Understand challenges and how to use 3D cameras for bin-picking, piece picking and machine tending.
Find all the resources listed at the end of the page.
So my name is Henrik Schumann-Olsen and I'm CTO of Zivid. And I'm going to discuss in this webinar about the role of the 3D camera in pick and place operations. So what is Zivid? Here is a short presentation of our company.
You can see our product portfolio, we are a so-called pure-play 3D camera company. Our product is the Zivid One+ which is in three variants, small, medium, large. And then, now, recently released is our newest camera, the Zivid Two.
And then, what do I mean with pure-play camera company? I mean that we are focusing entirely on the cameras, so that means our customers are system integrators or OEM's that creates the full picking sales and then we provide them with the best camera. So what does that mean for us? It means that we focus on the quality of the cameras and the image quality that they produce.
So that's our entire focus, meaning we put a lot of effort into creating the best point guards out there. So that is something we want to look at in this presentation. And what it means for your applications.
So if we look at the fundamentals of a pick and place operation, we have three important aspects. So the first is about detection. So obviously, we want to detect all the objects that are relevant for your application. And that depends on what types of application it is, but you want to detect everything. And then it has to be accurate and reliable, regardless of the type of objects, if it's different shape, size, material, and/or surfaces.
And when you have detected the objects, you want to be able to pick them and you want to do that accurately as well, you don't want a crash.
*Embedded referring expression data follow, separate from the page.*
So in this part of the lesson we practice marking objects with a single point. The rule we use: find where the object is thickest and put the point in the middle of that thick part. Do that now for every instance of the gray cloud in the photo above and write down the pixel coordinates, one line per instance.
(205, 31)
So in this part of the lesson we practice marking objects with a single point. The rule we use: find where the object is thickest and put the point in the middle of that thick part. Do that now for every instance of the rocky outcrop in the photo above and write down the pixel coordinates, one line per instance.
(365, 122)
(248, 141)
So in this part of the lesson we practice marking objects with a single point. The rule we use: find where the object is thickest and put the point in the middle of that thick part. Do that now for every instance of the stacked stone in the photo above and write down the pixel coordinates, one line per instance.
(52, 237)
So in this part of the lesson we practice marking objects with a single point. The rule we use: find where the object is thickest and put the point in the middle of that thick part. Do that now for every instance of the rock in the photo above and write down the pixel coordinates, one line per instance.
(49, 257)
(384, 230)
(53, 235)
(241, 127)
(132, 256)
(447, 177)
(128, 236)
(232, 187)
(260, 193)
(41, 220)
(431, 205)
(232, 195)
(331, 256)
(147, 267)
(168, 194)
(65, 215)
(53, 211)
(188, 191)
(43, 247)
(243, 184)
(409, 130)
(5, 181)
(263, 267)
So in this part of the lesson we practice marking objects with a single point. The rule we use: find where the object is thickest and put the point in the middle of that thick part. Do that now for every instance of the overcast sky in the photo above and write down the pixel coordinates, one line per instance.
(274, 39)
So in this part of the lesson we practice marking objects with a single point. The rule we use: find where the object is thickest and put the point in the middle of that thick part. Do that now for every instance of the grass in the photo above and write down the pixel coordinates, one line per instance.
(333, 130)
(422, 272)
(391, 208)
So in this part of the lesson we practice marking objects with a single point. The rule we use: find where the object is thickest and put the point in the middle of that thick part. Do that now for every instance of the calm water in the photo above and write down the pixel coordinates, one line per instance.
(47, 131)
And when you take the objects, you want to be sure that you are not accidentally dropping them. And then at last, depends on your application there can be different requirements for placing the object but regardless you want to be able to place an object without crashing or destroying the objects in general.
So let's look at the 3D camera and what role does the #D camera play in all of these. Obviously, it plays a central role in the detection. You need a 3D camera to see the objects and then you also need the vision algorithm that can detect certain forms that could be for instance, CAD-based or it could be an AI or similar. So you need these things.
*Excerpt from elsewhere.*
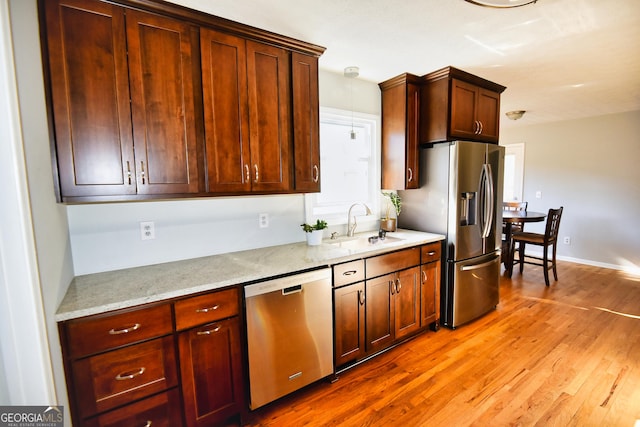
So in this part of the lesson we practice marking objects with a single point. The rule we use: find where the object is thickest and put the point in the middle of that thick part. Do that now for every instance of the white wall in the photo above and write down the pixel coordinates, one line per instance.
(590, 167)
(28, 377)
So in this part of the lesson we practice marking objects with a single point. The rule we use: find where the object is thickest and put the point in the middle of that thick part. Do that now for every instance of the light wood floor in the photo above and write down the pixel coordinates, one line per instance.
(566, 355)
But then there is something that's under estimated in the industry and that is the importance of the 3D camera in regards to pick and place operations as well. And I'm going to cover this in more detail in the presentation and I think it will give a lot of good insights for everyone. so let's look at some sample, pick and place applications.
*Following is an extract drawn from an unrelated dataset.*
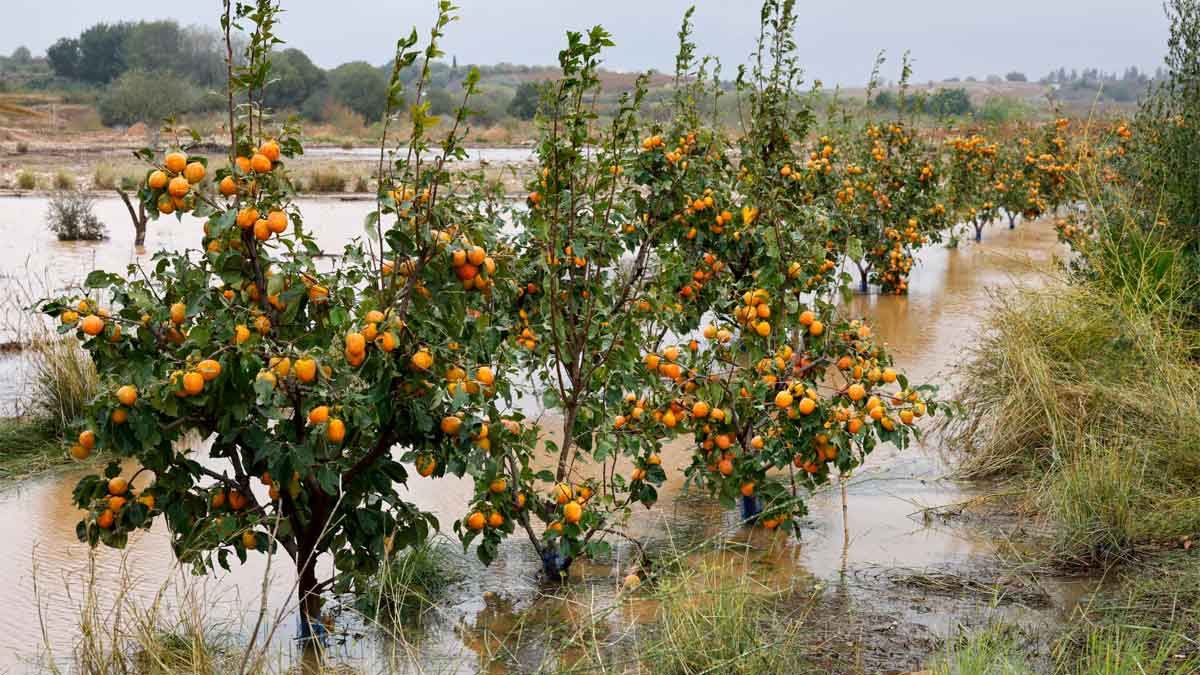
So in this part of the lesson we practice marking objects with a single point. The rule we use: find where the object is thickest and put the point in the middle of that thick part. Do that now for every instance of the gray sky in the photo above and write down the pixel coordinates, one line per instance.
(947, 37)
So we have piece picking and that is in warehouse logistics setting where in robot is picking various items, individual SKUs that are called for automated order fulfillment. And then in the manufacturing environment, we have a bin picking which is in general, bin randomly filled with objects and the robot is picking each individual objects, maybe at the entry of the factory, so it's placing it on feeders, conveyers, or sorter or similar. And then very closely related to bin picking we have machine tending, which is the same kind of picking operation but then you pick to load or unload machines and that for instance could be a CNC machine. And you want to place the object inside that machine for processing and obviously then you need more accuracy in the placing operation.
So if we deep dive a little more in this picking application, what are the main challenges? So in bin picking, one of the challenges is the emptying the whole bin. The objects can't be located differently and they're hard to image, maybe they're shiny so that could be problematic.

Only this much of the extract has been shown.